La variante permetterà alle famiglie che abitano in 15 edifici di non pagare più un’Imu maggiorata Via libera della commissione anche al sub-comparto Barba: sorgeranno due nuove palazzine

ROSETO. Alcune decine di famiglie che abitano in 15 palazzi sparsi sul territorio comunale dopo tanti anni pagheranno l’Imu e le varie utenze come abitazioni civili e non come uffici. È stata infatti approvata martedì sera, nella prima riunione della nuova commissione urbanistica, la variante sui cambi di destinazione d’uso che ora potrà essere portata all’attenzione del consiglio comunale.
«In questi 15 palazzi, tra i quali ad esempio quelli tra piazza Ungheria e la rotonda sud, avrebbe dovuto esserci una buona parte destinata a uffici direzionali e la restante parte residenziale», spiega Enio Pavone, presidente della commissione urbanistica, «gli uffici però non sono stati mai realizzati e le famiglie che abitano in quei locali per anni sono state costrette a pagare Imu e utenze come fossero degli uffici. Con l’approvazione di questa variante si risolve definitivamente il problema.

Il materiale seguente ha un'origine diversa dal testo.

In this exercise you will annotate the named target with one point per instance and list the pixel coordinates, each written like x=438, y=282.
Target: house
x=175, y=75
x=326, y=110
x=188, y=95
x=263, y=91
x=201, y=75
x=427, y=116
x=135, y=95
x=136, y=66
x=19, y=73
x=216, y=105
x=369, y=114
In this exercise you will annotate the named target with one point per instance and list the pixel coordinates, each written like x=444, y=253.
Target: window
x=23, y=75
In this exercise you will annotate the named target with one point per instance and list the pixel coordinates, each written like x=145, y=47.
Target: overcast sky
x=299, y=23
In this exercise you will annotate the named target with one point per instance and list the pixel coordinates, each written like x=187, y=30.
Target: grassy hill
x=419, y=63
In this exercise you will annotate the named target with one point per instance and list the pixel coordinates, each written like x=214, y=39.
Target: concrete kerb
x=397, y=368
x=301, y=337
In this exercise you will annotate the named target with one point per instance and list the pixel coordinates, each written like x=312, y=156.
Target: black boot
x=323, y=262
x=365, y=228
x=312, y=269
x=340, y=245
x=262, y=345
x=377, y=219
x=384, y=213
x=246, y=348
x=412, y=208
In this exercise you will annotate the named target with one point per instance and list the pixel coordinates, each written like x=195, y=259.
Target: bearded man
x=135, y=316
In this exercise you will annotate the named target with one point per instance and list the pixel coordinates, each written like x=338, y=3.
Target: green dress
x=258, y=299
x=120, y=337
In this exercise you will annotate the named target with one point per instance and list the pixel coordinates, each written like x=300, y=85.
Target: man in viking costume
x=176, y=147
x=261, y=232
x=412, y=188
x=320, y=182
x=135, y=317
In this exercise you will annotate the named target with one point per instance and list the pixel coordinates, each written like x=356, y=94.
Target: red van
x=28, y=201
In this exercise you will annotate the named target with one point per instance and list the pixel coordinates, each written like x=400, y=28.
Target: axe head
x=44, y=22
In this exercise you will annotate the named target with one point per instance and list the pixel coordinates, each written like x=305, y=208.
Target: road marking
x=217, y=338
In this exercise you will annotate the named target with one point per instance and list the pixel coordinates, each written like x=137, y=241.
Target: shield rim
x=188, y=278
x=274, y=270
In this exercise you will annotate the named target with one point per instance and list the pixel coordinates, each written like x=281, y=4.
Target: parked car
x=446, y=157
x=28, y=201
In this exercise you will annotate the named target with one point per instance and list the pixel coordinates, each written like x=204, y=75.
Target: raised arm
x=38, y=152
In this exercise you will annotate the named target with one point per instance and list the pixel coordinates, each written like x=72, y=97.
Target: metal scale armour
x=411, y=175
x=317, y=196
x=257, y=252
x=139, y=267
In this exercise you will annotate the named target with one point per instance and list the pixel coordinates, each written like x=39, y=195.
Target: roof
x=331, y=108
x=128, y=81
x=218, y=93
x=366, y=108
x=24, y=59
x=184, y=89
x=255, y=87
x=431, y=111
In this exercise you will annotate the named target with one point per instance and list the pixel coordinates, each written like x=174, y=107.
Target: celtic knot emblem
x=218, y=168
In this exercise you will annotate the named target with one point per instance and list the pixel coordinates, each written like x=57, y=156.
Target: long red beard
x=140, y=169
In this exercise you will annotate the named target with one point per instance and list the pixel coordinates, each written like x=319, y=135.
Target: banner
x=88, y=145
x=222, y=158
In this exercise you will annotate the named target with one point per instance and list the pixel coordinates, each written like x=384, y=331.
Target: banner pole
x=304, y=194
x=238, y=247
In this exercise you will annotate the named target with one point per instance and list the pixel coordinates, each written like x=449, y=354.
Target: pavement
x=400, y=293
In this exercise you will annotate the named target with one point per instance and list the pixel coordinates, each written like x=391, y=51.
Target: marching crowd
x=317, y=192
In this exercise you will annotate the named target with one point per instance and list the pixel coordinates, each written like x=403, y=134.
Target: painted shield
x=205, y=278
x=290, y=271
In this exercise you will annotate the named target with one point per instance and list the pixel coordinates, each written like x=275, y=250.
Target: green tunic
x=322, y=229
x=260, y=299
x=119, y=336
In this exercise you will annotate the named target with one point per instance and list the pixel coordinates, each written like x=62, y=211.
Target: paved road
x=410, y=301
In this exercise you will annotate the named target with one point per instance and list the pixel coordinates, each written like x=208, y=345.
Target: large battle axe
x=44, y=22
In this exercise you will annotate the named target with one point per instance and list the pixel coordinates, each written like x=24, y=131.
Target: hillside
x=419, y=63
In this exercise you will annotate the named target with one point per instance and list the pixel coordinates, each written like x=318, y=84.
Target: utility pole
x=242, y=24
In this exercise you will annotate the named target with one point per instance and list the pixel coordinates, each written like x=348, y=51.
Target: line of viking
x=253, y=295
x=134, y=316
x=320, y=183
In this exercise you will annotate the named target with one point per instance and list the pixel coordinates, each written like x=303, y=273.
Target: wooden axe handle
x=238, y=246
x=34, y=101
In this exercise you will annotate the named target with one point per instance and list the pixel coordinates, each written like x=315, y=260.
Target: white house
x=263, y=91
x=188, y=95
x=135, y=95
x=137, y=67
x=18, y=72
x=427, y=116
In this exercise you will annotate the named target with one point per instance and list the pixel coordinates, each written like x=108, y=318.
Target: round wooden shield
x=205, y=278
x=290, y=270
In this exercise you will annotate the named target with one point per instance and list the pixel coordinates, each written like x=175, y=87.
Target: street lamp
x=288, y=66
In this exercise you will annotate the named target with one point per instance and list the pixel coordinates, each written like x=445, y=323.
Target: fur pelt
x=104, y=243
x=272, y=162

La variante, inoltre, riguarderà anche alcune nuove costruzioni, ancora da realizzare, in zona Borsacchio».
Il capogruppo di “Azione con Carlo Calenda”, Paolo De Nigris, ringrazia il presidente Pavone e tutti i membri della commissione per l’attività svolta in questa prima seduta. «È stata poi approvata con parere positivo della commissione», aggiunge De Nigris, «a eccezione della consigliera Teresa Ginoble che si è astenuta e del consigliere Nicola Petrini che non ha partecipato al voto su questo punto, la variante che ha per oggetto il sub-comparto ‘Barba Domenico’ in viale Makarska». Questo sub-comparto prevedeva inizialmente un corpo unico di palazzine, mentre il costruttore ha chiesto di realizzare due palazzine distanti tra loro 15 metri. «È sicuramente un intervento migliorativo», commenta il consigliere d’opposizione Francesco Di Giuseppe, uno dei membri della commissione per la minoranza, «purtroppo però si procede ancora a macchia di leopardo, mentre Roseto ha bisogno in tempi stretti di un nuovo piano regolatore».
Infine il presidente Pavone ha informato la commissione dell’avviso pubblico sul quale ha lavorato l’assessore alla rigenerazione urbana, Gianni Mazzocchetti, che offre la possibilità ai proprietari privati di richiedere la cosiddetta “retrocessione” di aree attualmente classificate come edificabili a zona agricola o verde privato. «Si tratta di un impegno che l’amministrazione aveva preso in campagna elettorale, viste le numerose sollecitazioni che ci erano arrivate dai cittadini, soprattutto in alcune frazioni del territorio», conclude De Nigris, «ricordiamo che l’avviso pubblico in questione scade il prossimo 29 marzo 2022».